The Dominion opened fire on the sword first, a massive hailstorm of plasma enough to surely destroy the smaller ship. At least if it hit, it didn’t, and yet it should have. Instead, the Sword in a maneuver that shouldn’t have been possible for her, rolled hard to port. The roll maintained its heading and yet took the ship out of the path of the hail of plasma. Then the sword opened fire, a volley of plasma torps fired straight at the Dominion.
The larger ship wasn’t agile enough to dodge, but its shields should be enough to take the hit. At least they should have been. The torpedos struck the ship amidships. A massive fireball erupted on impact, and the shield flared brightly, before collapsing. The Dominion returned fire with equally minimal effect before the Sword knocked her out of the fight with several surprisingly accurate hits to her engineering section, and the ship went dark.
The orbital never got to fire a shot, it was destroyed by a heavy barrage before it even had a chance to fire on the Sword. Mere seconds later the Sword slammed into Cathamair, at near-reletivistic velocities. It struck the planet less than fifty kilometers from the capital and then detonated in the largest energy burst he had ever seen. A massive fireball, and a wave of debris were catapulted into space in the same breath as the continents of Krathis, and O’kuli were vaporized along with a good chunk of the surrounding oceans. In orbit, hundreds of ships, both military and civilian were destroyed by the shockwave. A massive chunk of superheated rock, slammed into the disabled Dominion and cleaved through the ship, then several smaller rocks bombarded the two halves moments before something exploded claiming the rear half of the ship. The forward section careened into space, along with debris from Cathamair.

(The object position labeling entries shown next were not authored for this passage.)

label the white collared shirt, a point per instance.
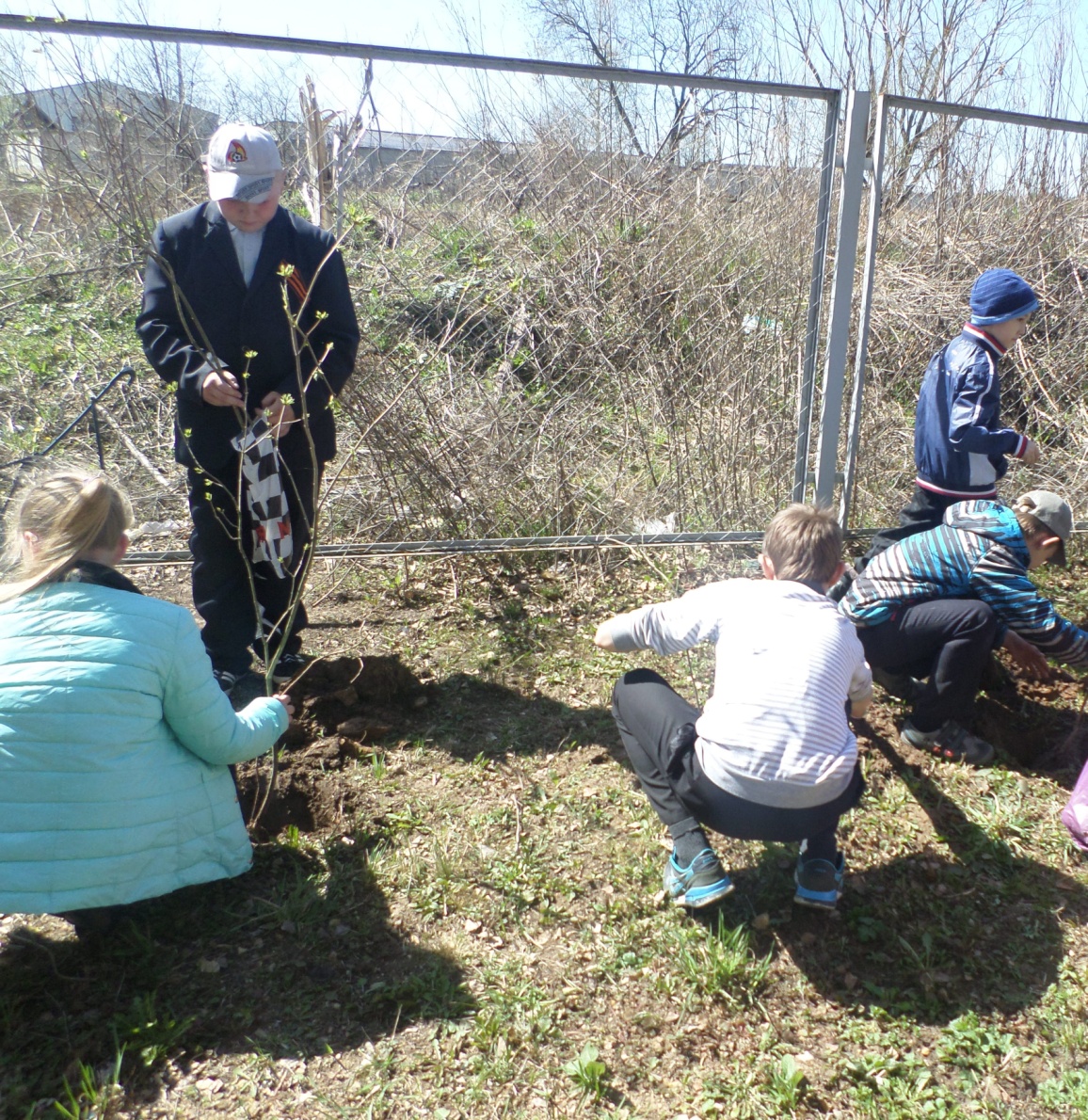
(247, 248)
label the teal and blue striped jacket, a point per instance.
(978, 553)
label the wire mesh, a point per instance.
(962, 195)
(583, 304)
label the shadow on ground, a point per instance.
(472, 717)
(966, 926)
(297, 958)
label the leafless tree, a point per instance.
(692, 37)
(953, 51)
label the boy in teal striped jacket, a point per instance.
(936, 604)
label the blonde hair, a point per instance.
(69, 514)
(804, 542)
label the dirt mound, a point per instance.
(343, 708)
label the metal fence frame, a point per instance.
(884, 104)
(845, 255)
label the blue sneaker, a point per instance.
(819, 882)
(703, 883)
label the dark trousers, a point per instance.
(925, 510)
(222, 546)
(949, 641)
(648, 713)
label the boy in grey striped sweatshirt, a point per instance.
(771, 756)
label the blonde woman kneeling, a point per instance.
(115, 737)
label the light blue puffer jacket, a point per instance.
(115, 741)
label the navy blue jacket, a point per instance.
(959, 445)
(977, 553)
(227, 319)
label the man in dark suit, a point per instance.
(214, 326)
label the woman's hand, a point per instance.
(603, 637)
(286, 701)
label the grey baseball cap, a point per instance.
(1053, 512)
(242, 163)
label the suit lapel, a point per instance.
(218, 237)
(274, 248)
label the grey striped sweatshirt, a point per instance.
(775, 729)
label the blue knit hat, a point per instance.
(1000, 295)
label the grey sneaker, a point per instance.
(700, 884)
(952, 743)
(899, 684)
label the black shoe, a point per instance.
(289, 666)
(225, 679)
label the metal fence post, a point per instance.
(816, 299)
(841, 293)
(865, 312)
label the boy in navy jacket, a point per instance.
(960, 447)
(214, 325)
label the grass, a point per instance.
(478, 930)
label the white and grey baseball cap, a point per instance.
(1054, 512)
(242, 163)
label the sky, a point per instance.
(427, 24)
(411, 99)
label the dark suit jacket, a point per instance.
(225, 319)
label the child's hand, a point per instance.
(1027, 655)
(221, 389)
(286, 701)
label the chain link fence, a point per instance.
(588, 306)
(986, 189)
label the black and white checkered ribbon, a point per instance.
(265, 497)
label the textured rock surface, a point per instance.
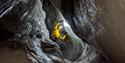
(30, 26)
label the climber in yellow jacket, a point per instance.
(57, 32)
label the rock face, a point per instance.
(30, 23)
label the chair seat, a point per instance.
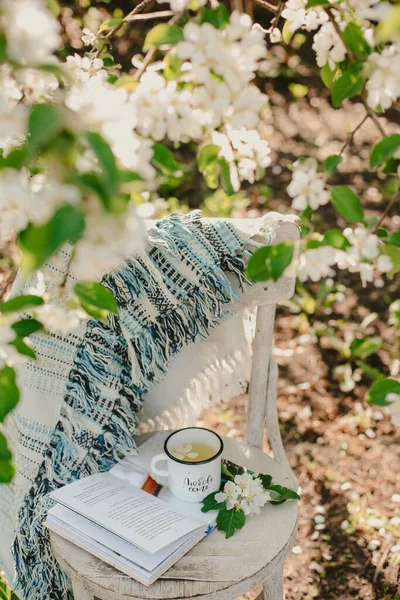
(214, 568)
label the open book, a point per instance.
(128, 520)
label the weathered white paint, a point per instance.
(220, 569)
(259, 374)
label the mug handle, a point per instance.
(158, 458)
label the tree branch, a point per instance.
(352, 134)
(387, 210)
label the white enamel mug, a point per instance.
(191, 481)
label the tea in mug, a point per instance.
(195, 452)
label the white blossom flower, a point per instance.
(373, 10)
(328, 46)
(15, 202)
(229, 495)
(108, 241)
(88, 37)
(36, 85)
(26, 200)
(383, 85)
(83, 68)
(56, 318)
(394, 407)
(13, 114)
(245, 493)
(307, 187)
(184, 451)
(275, 36)
(97, 105)
(180, 5)
(295, 12)
(316, 263)
(32, 32)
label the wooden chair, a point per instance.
(220, 569)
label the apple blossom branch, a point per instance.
(352, 57)
(137, 9)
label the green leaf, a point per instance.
(23, 348)
(385, 149)
(96, 299)
(110, 23)
(93, 182)
(27, 327)
(389, 26)
(16, 159)
(20, 303)
(127, 176)
(354, 39)
(395, 238)
(39, 242)
(266, 480)
(347, 203)
(225, 172)
(207, 155)
(45, 123)
(164, 159)
(280, 494)
(348, 85)
(363, 347)
(7, 469)
(162, 34)
(106, 159)
(230, 520)
(269, 262)
(9, 392)
(378, 392)
(393, 251)
(312, 3)
(332, 163)
(210, 503)
(218, 17)
(391, 166)
(327, 75)
(335, 238)
(369, 371)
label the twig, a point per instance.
(150, 53)
(352, 134)
(161, 14)
(387, 210)
(338, 31)
(137, 9)
(265, 4)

Ships on the other side of the planet, however, were shielded by the bulk of the planet from the blast, but the people on the surface were subjected to violent earthquakes, that shook cities and settlements across the globe. Coastal cities even experienced violent tidal waves in combination with the earthquakes. While the planet itself was shifted violently onto a new orbit, one further from the sun. When the dust settled, the devestation was massive both in space and on the ground. He was too busy staring at the devastation to even notice, the rather tiny spike, as an inversion drive engaged, and a tiny probe exited the system. The radiation burst of the blast even served to hide the comparatively smaller burst of the drive.
He like many sat shellshocked at the footage. Cathamair was devastated, billions lay dead, the leadership of the Empire had been decapitated. Who had done this, no one could say for sure, but news of the event would zip across the sector, with unheard-of rapidity. Before the week was out it would spread across the quadrant, but there was no way to hide an event of this magnitude.